\magnification=1200
\hsize=4in
\overfullrule=0pt
\input amssym
%\def\frac#1 #2 {{#1\over #2}}
\def\emph#1{{\it #1}}
\def\em{\it}
\nopagenumbers
\noindent
%
%
{\bf L. Wyatt Alverson II, Robert G. Donnelly, Scott J. Lewis and Robert Pervine}
%
%
\medskip
\noindent
%
%
{\bf Constructions of Representations of Rank Two Semisimple Lie Algebras with Distributive Lattices}
%
%
\vskip 5mm
\noindent
%
%
%
%
We associate one or two posets (which we call ``semistandard po\-sets'')

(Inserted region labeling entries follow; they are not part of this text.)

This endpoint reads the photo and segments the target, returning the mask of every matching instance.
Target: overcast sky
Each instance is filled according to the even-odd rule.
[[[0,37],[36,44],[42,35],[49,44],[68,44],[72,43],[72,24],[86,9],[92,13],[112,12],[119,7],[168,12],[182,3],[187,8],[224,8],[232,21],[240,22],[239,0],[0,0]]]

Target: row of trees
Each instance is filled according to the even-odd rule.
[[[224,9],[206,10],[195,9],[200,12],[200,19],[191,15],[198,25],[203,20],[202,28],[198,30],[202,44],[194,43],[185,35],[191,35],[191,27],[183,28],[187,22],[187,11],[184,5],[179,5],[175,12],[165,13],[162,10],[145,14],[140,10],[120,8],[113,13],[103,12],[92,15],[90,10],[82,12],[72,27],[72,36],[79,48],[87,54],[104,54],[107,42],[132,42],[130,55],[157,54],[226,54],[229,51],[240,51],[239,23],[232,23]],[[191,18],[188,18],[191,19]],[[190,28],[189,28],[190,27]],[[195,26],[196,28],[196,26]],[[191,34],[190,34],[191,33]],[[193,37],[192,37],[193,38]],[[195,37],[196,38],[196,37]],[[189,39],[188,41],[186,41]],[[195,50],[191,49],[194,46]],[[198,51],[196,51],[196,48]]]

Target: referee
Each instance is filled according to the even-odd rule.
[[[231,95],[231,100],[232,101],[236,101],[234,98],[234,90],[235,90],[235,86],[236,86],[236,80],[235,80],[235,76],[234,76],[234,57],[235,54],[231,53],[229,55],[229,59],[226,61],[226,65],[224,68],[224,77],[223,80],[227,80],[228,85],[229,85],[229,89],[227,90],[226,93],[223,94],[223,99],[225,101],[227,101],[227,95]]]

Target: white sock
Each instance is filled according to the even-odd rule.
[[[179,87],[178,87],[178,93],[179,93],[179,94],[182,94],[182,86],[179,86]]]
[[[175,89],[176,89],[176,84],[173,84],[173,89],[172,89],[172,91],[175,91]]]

to any given irreducible representation of a rank two semi\-simple Lie
algebra over ${\Bbb C}$. Elsewhere we have shown how the
distributive lattices of order ideals taken from semistandard posets
(we call these ``semistandard lattices'') can be used to obtain
certain information about these irreducible representations. Here we
show that some of these semistandard lattices can be used to present
explicit actions of Lie algebra generators on weight bases (Theorem
5.1), which implies these particular semistandard lattices are
supporting graphs. Our descriptions of these actions are explicit in
the sense that relative to the bases obtained, the entries for the
representing matrices of certain Lie algebra generators are rational
coefficients we assign in pairs to the lattice edges. In Theorem 4.4
we show that if such coefficients can be assigned to the edges, then
the assignment is unique up to products; we conclude that the
associated weight bases enjoy certain uniqueness and extremal
properties (the ``solitary'' and ``edge-minimal'' properties
respectively). Our proof of this result is uniform and combinatorial
in that it depends only on certain properties possessed by all
semistandard posets. For certain families of semistandard lattices
some of these results were obtained in previous papers; in Proposition
5.6 we explicitly construct new weight bases for a certain family of
rank two symplectic representations. These results are used to help
obtain in Theorem 5.1 the classification of those semistandard
lattices which are supporting graphs.
\bye